Zimbabwe : Quand la crise financière incite au système D

Publié le 14 July 2022
Zimbabwe : Quand la crise financière incite au système D

Utiliser la bouse de vache comme serviette hygiénique, voilà l’alternative qu’utilisent désormais des milliers de jeunes filles et de femmes au Zimbabwé en ces temps de vaches maigres dus à la crise économique et financière dont est victime le pays depuis plusieurs années.

Par Falone AZINLO 

«J’ai porté une serviette pour la dernière fois avant la mort de ma mère l’année dernière, maintenant, je dois utiliser tout ce que je trouve, bouse de vache, feuilles, journaux et vêtements, pour empêcher le sang de couler. J’aimerais que ma mère soit encore en vie pour m’acheter des serviettes et des médicaments pour mes douleurs menstruelles», tels sont les propos d’une jeune Zimbabwéenne de 19 ans qui préfère garder l’anonymat. Il faut dire qu’une étude de l’Organisation néerlandaise de développement (SNV) au Zimbabwe révèle que 72% des jeunes filles du pays se retrouvent dans cette pénible situation.

En réalité, les serviettes hygiéniques, dont les prix montent parfois jusqu’à 2 dollars américains, sont devenues un luxe auquel la majorité des jeunes filles ne peut plus accéder. Il est devenu nécessaire pour elles de trouver des palliatifs. Une grand-mère explique: “Je prends la bouse, je la moule et je la laisse sécher pour qu’elle absorbe facilement le sang. Les filles ne mettent pas la bouse de vache directement sur la peau. Je la recouvre de plusieurs linges pour éviter les démangeaisons lorsqu’elle est placée sur les sous-vêtements. Ensuite, je leur montre comment fermer leurs parties intimes pour bloquer le saignement”.

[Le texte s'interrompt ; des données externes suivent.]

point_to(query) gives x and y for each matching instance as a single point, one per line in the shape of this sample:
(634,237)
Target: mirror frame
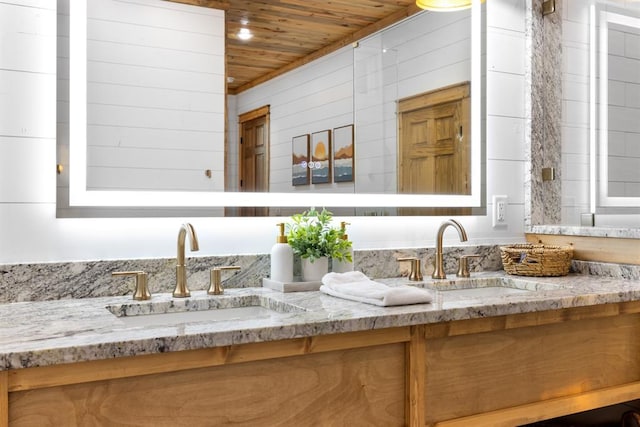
(599,182)
(79,196)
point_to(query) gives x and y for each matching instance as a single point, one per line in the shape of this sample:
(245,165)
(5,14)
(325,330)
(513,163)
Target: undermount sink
(487,287)
(203,309)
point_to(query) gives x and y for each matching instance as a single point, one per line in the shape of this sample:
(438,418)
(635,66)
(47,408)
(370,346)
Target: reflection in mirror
(619,124)
(416,67)
(600,114)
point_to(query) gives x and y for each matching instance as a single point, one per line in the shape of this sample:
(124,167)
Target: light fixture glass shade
(443,5)
(244,34)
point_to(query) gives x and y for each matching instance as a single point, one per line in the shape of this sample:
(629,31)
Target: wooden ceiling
(291,33)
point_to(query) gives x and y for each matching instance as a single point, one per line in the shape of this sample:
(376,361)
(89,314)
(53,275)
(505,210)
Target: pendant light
(444,5)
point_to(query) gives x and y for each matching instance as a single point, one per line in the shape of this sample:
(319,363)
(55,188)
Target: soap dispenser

Elle conclut : “Les filles ont des flux abondants avec des cycles qui durent généralement six jours. Nous préférons cette méthode car les galettes de vache absorbent beaucoup de sang. Une fois trempé, nous nous en débarrassons en privé en l’enterrant dans le sol. Notre culture Shona ne permet pas aux hommes de voir de telles choses”.

Cependant, nombreux sont les experts de la santé qui déconseillent cette pratique. Pour ces professionnels, ces méthodes traditionnelles sont loin de garantir une hygiène menstruelle correcte. Elles constituent plutôt un terrain propice à la prolifération des salmonelles, des bactéries et des infections à Escherichia coli. L’autre aspect inquiétant du phénomène est que les jeunes filles, par peur de se tâcher et de subir la honte et en raison du manque d’accès aux produits hygiéniques et aux installations sanitaires propres, préfèrent manquer l’école durant leurs périodes de menstruation. 

Pour remédier à cette pratique qui pose un véritable problème de santé publique, le gouvernement Zimbabwéen a fait l’option de supprimer les taxes sur tous les produits sanitaires. Mais, la pauvreté endémique, exacerbée par une inflation qui s’élève à plus de 191,6 %, selon l’Agence nationale des statistiques, fait les corollaires de cette mesure gouvernementale sont encore loin d’être perceptibles.   La plus part des familles doit choisir entre l’achat de produits d’hygiène féminine et l’achat de nourriture, la grande majorité optant pour le second.